STORE message (Core, Custom Domain, Delegated):

json
{
  "type": "STORE",
  "channel": "ALEPH-CLOUDSOLUTIONS",
  "sender": "<SIGNER_ADDRESS>",
  "content": {
    "address": "<OWNER_ADDRESS>",
    "item_type": "ipfs",
    "item_hash": "<CIDv0>"
  }
}

For non-delegated deploys, sender == content.address. For delegated deploys, sender = <DELEGATE_ADDRESS> and content.address = <OWNER_ADDRESS>.

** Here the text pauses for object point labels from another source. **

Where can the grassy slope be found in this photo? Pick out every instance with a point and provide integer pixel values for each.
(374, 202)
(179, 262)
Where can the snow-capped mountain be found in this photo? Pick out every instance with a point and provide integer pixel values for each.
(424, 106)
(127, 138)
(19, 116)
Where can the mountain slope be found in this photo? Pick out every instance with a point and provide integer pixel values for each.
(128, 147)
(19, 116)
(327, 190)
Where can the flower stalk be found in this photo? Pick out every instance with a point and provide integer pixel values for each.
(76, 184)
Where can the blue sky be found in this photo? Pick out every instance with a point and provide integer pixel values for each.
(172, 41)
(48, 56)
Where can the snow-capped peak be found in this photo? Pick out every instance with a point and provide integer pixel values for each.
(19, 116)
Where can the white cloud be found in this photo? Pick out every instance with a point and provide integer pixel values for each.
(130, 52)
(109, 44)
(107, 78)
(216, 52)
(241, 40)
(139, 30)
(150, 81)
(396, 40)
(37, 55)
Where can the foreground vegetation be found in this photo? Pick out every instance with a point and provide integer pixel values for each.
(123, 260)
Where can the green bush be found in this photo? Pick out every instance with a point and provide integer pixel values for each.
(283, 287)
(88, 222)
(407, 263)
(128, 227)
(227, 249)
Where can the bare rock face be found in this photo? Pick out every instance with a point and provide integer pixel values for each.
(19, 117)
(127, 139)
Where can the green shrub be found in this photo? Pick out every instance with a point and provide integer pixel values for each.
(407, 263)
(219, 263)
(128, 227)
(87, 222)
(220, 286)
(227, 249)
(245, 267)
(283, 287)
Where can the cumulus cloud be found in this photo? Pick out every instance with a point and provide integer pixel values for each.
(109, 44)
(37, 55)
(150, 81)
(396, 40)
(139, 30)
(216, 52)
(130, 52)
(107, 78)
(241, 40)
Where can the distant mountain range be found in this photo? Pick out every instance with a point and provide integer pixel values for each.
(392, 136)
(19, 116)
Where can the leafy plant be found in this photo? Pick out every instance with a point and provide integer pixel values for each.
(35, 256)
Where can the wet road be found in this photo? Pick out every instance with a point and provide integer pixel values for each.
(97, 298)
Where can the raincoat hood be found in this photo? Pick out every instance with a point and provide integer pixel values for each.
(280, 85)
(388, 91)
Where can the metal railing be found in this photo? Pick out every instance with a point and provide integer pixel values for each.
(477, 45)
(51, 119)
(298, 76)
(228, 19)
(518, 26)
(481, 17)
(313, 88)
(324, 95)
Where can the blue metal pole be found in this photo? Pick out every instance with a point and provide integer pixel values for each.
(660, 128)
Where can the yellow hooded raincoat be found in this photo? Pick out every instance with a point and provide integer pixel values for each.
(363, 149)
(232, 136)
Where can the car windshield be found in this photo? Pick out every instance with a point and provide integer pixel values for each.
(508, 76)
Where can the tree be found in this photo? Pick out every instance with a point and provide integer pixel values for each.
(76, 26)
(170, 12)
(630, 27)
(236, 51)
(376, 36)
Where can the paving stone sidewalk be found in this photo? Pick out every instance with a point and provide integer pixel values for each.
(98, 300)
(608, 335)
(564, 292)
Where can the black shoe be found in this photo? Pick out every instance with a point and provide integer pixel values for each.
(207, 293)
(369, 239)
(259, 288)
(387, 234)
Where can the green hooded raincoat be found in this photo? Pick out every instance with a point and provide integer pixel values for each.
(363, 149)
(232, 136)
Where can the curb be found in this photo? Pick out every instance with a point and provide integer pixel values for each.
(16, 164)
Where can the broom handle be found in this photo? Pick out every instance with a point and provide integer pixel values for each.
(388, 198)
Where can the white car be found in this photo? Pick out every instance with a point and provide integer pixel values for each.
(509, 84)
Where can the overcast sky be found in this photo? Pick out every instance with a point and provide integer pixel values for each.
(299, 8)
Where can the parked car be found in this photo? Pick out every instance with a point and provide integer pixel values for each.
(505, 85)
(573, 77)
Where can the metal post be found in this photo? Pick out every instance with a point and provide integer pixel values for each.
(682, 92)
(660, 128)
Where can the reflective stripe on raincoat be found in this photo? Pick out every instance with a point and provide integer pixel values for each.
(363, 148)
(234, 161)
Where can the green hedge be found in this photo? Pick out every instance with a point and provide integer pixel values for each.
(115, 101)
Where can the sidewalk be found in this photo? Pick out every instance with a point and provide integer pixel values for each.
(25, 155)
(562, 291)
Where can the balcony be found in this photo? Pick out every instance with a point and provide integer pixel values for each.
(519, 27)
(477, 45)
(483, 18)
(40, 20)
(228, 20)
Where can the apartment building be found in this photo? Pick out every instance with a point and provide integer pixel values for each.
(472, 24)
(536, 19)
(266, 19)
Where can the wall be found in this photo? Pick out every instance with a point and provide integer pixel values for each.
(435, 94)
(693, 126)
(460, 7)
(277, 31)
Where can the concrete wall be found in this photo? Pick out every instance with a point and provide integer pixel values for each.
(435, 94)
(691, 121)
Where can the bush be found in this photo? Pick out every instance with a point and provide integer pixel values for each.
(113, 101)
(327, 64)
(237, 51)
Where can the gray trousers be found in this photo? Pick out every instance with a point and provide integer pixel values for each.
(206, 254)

domains AGGREGATE message (Custom Domain, Delegated):

json
{
  "type": "AGGREGATE",
  "channel": "ALEPH-CLOUDSOLUTIONS",
  "sender": "<SIGNER_ADDRESS>",
  "content": {
    "address": "<OWNER_ADDRESS>",
    "key": "domains",
    "content": {
      "<DOMAIN>": {
        "type": "ipfs",
        "message_id": "<STORE_MESSAGE_HASH>",
        "programType": "ipfs",
        "updated_at": "<ISO 8601 UTC>",
        "options": { "catch_all_path": "/404.html" }
      }
    }
  }
}

security AGGREGATE message (Delegated only, owner side):

json
{
  "type": "AGGREGATE",
  "channel": "ALEPH-CLOUDSOLUTIONS",
  "sender": "<OWNER_ADDRESS>",
  "content": {
    "address": "<OWNER_ADDRESS>",
    "key": "security",
    "content": {
      "authorizations": [
        {
          "address": "<DELEGATE_ADDRESS>",
          "chain": "ETH",
          "types": ["STORE", "AGGREGATE"],
          "aggregate_keys": ["domains"],
          "channels": ["ALEPH-CLOUDSOLUTIONS"]
        }
      ]
    }
  }
}

DNS records

TypeNameValueRequired for
CNAME<DOMAIN>ipfs.public.aleph.shCustom Domain
TXT_control.<DOMAIN>"<OWNER_ADDRESS>"Custom Domain, Delegated

Channel discipline

All messages in this cookbook MUST be published on channel="ALEPH-CLOUDSOLUTIONS". The Aleph DNS resolver's live watcher pins this channel; off-channel writes only propagate on cold resync (which can take up to 30 minutes). The same channel is used for STORE, AGGREGATE-domains, and AGGREGATE-security messages for consistency.